Release Date:2013-07-24 Author:Chengzhong Xu and Zhibin Yu Click:

   From academia to industry, big data has become a buzzword in information technology. The US Federal Government is paying much attention to the big-data revolution. In 2012, fourteen US government departments allocated funds to 87 big-data projects [1]. Europe has the second largest amount of data [2], and most universities and research institutes have already established big-data research programs. In Asia, especially in China, central and local governments have been setting aside funds for their own big-data programs. The big-data related 973 Projects in China are good examples of this. Industry players have been following in the footsteps of big-data pioneers such as Google, Facebook, Twitter, and Baidu, and more and more companies are rushing into the big-data business. Companies have been analyzing the purchasing behavior of huge numbers of customers and have been devising more attractive plans and policies. Big data is already an important part of the $64 billion database and data analytics market [3]. Indeed, big data will open up commercial opportunities comparable in scale to those created by enterprise software of the late 1980s, the internet of the 1990s, and the social media explosion today.

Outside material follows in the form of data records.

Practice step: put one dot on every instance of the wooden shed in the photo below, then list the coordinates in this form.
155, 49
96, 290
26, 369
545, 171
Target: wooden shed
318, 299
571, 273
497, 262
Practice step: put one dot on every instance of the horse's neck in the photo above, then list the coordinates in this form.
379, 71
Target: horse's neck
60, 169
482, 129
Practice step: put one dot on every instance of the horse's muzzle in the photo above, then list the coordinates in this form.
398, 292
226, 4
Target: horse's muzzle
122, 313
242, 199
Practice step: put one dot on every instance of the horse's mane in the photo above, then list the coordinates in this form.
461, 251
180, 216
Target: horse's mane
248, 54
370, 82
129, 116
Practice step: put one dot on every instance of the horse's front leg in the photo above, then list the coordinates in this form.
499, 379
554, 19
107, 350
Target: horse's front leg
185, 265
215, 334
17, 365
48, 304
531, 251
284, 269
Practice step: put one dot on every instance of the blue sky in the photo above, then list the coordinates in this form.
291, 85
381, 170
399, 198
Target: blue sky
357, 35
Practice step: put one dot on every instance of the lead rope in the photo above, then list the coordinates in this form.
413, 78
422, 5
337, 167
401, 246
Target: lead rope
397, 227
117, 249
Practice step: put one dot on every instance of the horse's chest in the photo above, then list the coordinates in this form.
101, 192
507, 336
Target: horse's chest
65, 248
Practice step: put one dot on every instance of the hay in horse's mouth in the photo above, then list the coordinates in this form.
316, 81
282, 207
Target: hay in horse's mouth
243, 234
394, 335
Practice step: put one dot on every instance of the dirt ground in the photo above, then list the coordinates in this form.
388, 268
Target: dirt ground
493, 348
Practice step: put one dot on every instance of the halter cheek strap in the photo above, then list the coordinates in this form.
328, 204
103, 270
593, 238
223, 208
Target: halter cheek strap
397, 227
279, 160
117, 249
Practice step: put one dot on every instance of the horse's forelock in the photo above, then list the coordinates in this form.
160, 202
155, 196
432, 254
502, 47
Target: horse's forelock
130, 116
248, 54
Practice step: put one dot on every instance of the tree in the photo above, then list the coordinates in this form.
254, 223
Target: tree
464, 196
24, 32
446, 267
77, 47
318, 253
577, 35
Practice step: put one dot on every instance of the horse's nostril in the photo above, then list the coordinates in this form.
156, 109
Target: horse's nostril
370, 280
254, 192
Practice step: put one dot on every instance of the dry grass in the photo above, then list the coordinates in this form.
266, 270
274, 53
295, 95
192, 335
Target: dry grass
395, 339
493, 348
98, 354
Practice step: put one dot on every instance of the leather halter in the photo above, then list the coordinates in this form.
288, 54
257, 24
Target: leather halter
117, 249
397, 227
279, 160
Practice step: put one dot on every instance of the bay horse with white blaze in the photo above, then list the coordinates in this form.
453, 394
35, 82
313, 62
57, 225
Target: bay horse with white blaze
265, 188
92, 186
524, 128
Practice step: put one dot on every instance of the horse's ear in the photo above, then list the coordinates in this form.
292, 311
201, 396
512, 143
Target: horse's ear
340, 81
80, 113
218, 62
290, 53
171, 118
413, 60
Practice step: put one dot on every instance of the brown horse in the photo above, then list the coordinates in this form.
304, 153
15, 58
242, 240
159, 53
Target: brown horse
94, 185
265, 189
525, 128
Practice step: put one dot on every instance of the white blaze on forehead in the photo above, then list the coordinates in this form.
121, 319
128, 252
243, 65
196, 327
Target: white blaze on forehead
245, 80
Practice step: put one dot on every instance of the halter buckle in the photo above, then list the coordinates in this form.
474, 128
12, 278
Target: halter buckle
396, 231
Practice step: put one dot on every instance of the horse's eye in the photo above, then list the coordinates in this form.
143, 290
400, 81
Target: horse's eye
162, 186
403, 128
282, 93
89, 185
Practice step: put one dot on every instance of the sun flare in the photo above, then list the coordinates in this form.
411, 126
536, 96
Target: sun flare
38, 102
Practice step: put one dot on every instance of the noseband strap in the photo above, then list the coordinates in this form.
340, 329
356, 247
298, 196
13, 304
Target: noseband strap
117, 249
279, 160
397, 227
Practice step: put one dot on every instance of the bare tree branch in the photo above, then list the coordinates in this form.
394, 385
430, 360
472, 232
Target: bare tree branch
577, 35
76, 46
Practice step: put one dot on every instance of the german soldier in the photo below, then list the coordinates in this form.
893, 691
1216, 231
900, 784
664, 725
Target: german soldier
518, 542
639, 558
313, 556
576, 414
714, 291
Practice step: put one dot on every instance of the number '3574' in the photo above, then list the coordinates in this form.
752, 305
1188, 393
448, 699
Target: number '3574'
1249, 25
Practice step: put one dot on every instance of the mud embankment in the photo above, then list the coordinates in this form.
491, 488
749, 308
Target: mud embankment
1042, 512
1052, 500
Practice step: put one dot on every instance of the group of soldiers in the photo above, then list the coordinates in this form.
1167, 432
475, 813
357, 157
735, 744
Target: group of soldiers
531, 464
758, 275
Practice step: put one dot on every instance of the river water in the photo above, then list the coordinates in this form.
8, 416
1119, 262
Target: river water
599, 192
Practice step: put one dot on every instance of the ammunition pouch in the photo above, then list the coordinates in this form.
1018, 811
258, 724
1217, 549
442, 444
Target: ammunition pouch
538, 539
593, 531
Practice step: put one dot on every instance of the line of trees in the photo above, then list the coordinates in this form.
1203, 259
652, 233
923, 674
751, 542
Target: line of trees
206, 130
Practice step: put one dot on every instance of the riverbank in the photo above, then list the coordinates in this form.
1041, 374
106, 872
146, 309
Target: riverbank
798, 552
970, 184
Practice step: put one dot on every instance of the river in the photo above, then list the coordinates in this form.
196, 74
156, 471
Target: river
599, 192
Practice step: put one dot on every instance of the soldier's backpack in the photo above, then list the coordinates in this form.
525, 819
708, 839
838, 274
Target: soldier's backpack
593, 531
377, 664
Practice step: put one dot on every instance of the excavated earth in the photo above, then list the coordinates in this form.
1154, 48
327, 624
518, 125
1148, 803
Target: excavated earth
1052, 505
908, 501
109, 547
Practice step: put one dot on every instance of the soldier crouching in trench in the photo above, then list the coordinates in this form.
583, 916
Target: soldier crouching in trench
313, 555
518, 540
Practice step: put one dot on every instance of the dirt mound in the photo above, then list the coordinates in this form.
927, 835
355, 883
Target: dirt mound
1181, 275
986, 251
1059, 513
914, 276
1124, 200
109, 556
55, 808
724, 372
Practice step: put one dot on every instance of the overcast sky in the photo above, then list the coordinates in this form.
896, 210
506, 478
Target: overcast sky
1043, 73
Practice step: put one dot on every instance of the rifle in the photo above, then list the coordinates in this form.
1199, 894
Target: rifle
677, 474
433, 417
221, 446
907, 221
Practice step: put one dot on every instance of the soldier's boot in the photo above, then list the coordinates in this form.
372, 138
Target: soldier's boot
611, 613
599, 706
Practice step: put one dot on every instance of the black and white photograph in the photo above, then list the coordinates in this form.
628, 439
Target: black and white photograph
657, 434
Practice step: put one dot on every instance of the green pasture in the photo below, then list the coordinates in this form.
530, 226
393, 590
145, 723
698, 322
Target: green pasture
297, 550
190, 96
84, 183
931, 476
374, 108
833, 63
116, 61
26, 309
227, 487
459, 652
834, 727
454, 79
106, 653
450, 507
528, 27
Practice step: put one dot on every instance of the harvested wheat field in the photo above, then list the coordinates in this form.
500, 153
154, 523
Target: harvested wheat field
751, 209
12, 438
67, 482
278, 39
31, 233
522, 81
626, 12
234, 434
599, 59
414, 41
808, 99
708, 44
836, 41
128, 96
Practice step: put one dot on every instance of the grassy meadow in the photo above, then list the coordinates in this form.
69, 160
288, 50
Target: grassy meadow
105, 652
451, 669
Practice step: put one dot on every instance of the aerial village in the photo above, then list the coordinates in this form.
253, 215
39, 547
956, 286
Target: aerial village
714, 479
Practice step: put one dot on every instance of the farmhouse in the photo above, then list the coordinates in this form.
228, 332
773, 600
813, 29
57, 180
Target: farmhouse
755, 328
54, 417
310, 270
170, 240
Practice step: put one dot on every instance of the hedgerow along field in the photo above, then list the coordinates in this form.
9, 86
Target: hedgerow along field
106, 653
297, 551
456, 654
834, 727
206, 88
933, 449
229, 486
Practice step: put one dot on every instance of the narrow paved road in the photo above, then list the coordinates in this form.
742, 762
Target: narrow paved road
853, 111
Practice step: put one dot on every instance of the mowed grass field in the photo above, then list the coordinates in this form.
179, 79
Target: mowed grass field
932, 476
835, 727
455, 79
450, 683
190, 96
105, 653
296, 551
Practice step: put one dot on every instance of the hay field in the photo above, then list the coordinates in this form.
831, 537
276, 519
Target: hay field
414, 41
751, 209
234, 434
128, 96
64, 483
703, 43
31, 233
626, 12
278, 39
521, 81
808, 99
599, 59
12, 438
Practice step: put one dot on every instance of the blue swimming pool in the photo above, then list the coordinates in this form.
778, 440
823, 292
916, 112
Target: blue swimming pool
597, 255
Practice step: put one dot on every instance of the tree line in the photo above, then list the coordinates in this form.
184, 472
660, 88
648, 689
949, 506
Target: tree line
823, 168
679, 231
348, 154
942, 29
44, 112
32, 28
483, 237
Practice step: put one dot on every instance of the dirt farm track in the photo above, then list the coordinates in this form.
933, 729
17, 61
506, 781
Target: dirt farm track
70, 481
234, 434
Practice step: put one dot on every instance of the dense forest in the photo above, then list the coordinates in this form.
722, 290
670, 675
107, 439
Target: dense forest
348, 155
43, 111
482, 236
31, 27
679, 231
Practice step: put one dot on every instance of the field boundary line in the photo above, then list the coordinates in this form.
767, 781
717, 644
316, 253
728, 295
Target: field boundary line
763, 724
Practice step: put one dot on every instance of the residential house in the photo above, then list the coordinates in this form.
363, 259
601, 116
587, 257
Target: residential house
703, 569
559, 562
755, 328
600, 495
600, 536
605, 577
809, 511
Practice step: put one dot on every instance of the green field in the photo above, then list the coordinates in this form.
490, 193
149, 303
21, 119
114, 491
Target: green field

    However, what is big data? It has been defined in many different ways. We prefer to define big data as data sets that are too big for current information technologies to capture, transmit, store, process, or visualize. Although this definition is simple, it encompasses computing complexity theory, computer architecture, operating system, programming model, database technologies, algorithms, and applications. People from different fields have dramatically different understandings of big data, which is why there is so much excitement and conjecture surrounding it.


    In this special issue, we present papers that discuss big-data technology from different perspectives. These are not only high-level surveys but also reports on initial results from big-data projects. Communication infrastructure is one of the most important aspects of big data. Yi Zhu and Zhengkun Mi from Nanjing University of Posts and Telecommunications discuss content-centric networking, which is seen as a promising approach to big-data distribution. They propose a networking architecture for processing big data, and this architecture is fundamentally different from TCP/IP. Shengmei Luo et al. from the Cloud Computing & IT Institute of ZTE Corporation present a survey of big-data analytics. They analyze challenges related to storage, data-mining algorithms, and programming models for big data. They also predict opportunities in the big-data era. Although there are many potential business opportunities in big data, security is of the utmost importance for users and cannot be overlooked. Ruixuan Li et al. from Huazhong University of Science and Technology provide an overview of data security and privacy-preservation for cloud storage. They carefully investigate confidentiality, data integrity, and data availability. They also propose a feasible solution to current security problems. Shigang Chen et al. from the University of Florida delve more deeply into data integrity. They propose a novel authenticated data structure called Cloud Merkle B+ tree that supports dynamic operations such as insertion, deletion and modification. CMBT lowers overhead from O (n ) to O (log n ).


    Moving to big data applications, algorithms oriented towards a single machine are not necessarily efficient in big-data platforms because many machines need to run concurrently for the same task. Weisong Shi et al. from Wayne State University design a mechanism called SPBD that reduces the response time of big-data systems. This mechanism is very feasible in practice. Zhendong Bei et al. report their experiences with big-data applications that use MapReduce/Hadoop. They confirm that manually tuning up to 190 Hadoop configuration parameters is extremely time consuming, if at all possible. They then propose an automatic performance prediction scheme based on random forest to determine the best configuration parameter combinations. Their experimental results show that their scheme can predict the performance of Hadoop systems very accurately.


    Challenges and opportunities exist together in the big-data era. We believe most of these challenges will be overcome and opportunities will be realized. Big data is a field where dreams will take flight.